Il crimine non nasce in tv

Amate ma anche criticate, le serie tv che parlano delle storie dei criminali realmente esistiti stanno vivendo un successo senza tempo.

Da diversi anni ormai le serie televisive hanno un impatto rilevante sui tempi e le modalità di fruizione del piccolo schermo. Ancor di più lo hanno quelle serie la cui trama racconta la storia di criminali che per il potere e il denaro utilizzano tutti gli escamotage illegali possibili e immaginabili. Spaccio di stupefacenti, traffico illegale di armi, sequestri, omicidi, rapine, sono questi i principali temi trattati puntata dopo puntata.

Come mai queste serie televisive fanno ascolti record, sono spesso argomento di dibattito tra amici, parenti, colleghi e rimangono impresse nella memoria per molto tempo? Il motivo, oltre al fatto che le trame per così dire “negative” attraggono irrazionalmente di più, è da trovare nella narrazione e nel modo in cui i personaggi – i criminali – vengono raccontati.

Di essi non si parla solo delle loro azioni brutali ma gli vengono attribuite anche emozioni “umane”, quelle considerate positive. In una serie tv il criminale non è soltanto cinismo, menefreghismo, cattiveria, malvagità e chi più ne ha più ne metta, egli è descritto diversamente da come ce lo immaginiamo. Pensiamo per esempio alle scene di vita quotidiana dove c’è sentimento, passione, ingenuità… insomma, scene lontane da tutto ciò che rappresenta il crimine.

Da passione a emulazione

Se da un lato questo è il motivo del loro successo, dall’altro rappresenta la scintilla per le tante critiche che le serie tv ricevono. Da molti vengono considerate pericolose perché generano emulazione. Si dice che chi le segue con fermento si appassiona al criminale, a colui che nella narrazione della vita reale sarebbe un “anti eroe” e che quando entra nel piccolo schermo cambia la prospettiva con cui viene percepito.

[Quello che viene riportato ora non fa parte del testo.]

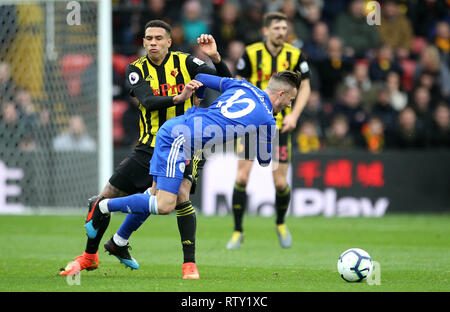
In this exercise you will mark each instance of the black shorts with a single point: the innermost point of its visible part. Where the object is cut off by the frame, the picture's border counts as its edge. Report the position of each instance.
(281, 152)
(132, 175)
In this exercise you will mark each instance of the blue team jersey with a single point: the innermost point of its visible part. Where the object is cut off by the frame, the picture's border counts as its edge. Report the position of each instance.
(241, 108)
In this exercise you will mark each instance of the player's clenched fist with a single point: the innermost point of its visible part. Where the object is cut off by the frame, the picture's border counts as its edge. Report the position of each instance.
(208, 46)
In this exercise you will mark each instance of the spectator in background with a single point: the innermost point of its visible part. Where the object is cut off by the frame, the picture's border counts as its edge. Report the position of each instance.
(357, 36)
(226, 27)
(430, 62)
(383, 108)
(12, 129)
(428, 81)
(303, 14)
(360, 78)
(7, 86)
(251, 21)
(349, 105)
(168, 11)
(395, 29)
(398, 98)
(314, 110)
(333, 8)
(234, 53)
(333, 69)
(421, 103)
(372, 135)
(383, 63)
(178, 39)
(75, 138)
(193, 23)
(440, 129)
(316, 46)
(407, 135)
(337, 136)
(308, 137)
(442, 41)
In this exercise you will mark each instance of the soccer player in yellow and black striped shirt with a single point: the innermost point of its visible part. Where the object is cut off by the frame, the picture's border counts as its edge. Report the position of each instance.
(160, 81)
(259, 62)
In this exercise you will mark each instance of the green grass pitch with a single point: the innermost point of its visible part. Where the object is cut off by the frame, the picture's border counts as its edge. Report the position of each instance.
(413, 252)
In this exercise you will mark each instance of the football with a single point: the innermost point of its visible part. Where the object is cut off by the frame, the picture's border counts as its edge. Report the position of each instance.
(355, 265)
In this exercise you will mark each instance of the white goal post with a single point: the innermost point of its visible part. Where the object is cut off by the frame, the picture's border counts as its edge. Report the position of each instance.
(55, 102)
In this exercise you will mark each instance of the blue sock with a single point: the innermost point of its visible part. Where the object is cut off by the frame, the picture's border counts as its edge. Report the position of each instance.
(137, 204)
(131, 223)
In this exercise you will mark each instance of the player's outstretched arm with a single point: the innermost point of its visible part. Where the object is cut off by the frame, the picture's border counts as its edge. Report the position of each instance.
(208, 81)
(208, 46)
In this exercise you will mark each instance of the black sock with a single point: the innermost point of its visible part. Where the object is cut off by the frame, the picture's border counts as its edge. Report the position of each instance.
(239, 204)
(92, 243)
(282, 200)
(187, 224)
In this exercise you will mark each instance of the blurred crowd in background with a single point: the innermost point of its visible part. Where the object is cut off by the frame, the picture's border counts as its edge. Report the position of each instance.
(374, 87)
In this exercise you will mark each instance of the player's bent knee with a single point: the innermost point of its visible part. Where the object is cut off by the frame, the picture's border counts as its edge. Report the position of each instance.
(280, 182)
(184, 192)
(242, 176)
(166, 202)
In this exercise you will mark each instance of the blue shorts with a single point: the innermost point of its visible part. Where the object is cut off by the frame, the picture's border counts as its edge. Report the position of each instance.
(169, 162)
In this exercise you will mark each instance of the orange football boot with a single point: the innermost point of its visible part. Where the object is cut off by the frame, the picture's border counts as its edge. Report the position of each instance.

A cadere nel tranello dell’imitazione sono soprattutto gli adolescenti, specialmente quelli provenienti da contesti particolari dove le possibilità di emergere nella società in modo legale scarseggiano e dove l’accrescimento culturale è limitato.

La pericolosità resta un mistero

Ma davvero queste serie tv possono essere così pericolose? Sono veramente in grado di avere effetti negativi sui giovani che le guardano? A pensarci bene queste preoccupazioni sono pressoché infondate. Sarebbe ipocrita pensare che l’obiettivo di queste serie tv sia quello di influenzare le persone attraverso la connessione emotiva che si crea tra personaggio, oggettivamente negativo, e spettatore.

La verità è che questo modo di raccontare i criminali, un po’ romanzato, è solo uno stratagemma per tenere “incollati” allo schermo gli spettatori. Le serie tv non vogliono educare, ma informare o meglio raccontare (perché se volessero informare sarebbero probabilmente spaventosi documentari) la complessità di scelte estreme e devianti, raccontare una realtà orribile, rendere verosimili esperienze senza banalizzarle.

Se andassimo oltre poi vedremo che le vere vittime sono i personaggi stessi, i criminali. Vittime delle loro esistenze, delle persone che amano, vittime dei propri ideali. Molto spesso la delinquenza è l’unica soluzione ad una vita “comoda”, una comodità apparente e deleteria che porta all’autodistruzione. L’ebbrezza del potere dura solo pochi istanti all’interno di vite intere dominate dalla tragedia. L’ascesa è seguita da una rapida, rumorosa e dolorosa discesa.

Allora viene da chiederci: chi vorrebbe veramente vivere questo tipo di vita? Chi aspira al potere rischiando di perdere tutto in un attimo? Se esiste una mitizzazione si tratta di una mitizzazione che non invoglia l’emulazione ed è solo funzionale alla presa sul pubblico.

Dove nasce l’”esigenza” criminale

Il problema quindi è alla base, è da riscontrare nella capacità e nell’intelligenza delle persone di scindere tra realtà dei fatti criminosi e ciò che viene rappresentato. Quando tra i giovani si diffonde l’”esigenza” della criminalità non è certo a causa delle serie tv ma per l’assenza di ambienti sociali (famiglia, amici, stato) o per la loro incompetenza di imprimere nella mente dei ragazzi la capacità di discernimento e di disprezzo per il male reale.

La criminalità poi esiste da molto prima delle serie tv che invece potrebbero essere uno strumento per far conoscere, comprendere e giustamente ripudiare la realtà criminale.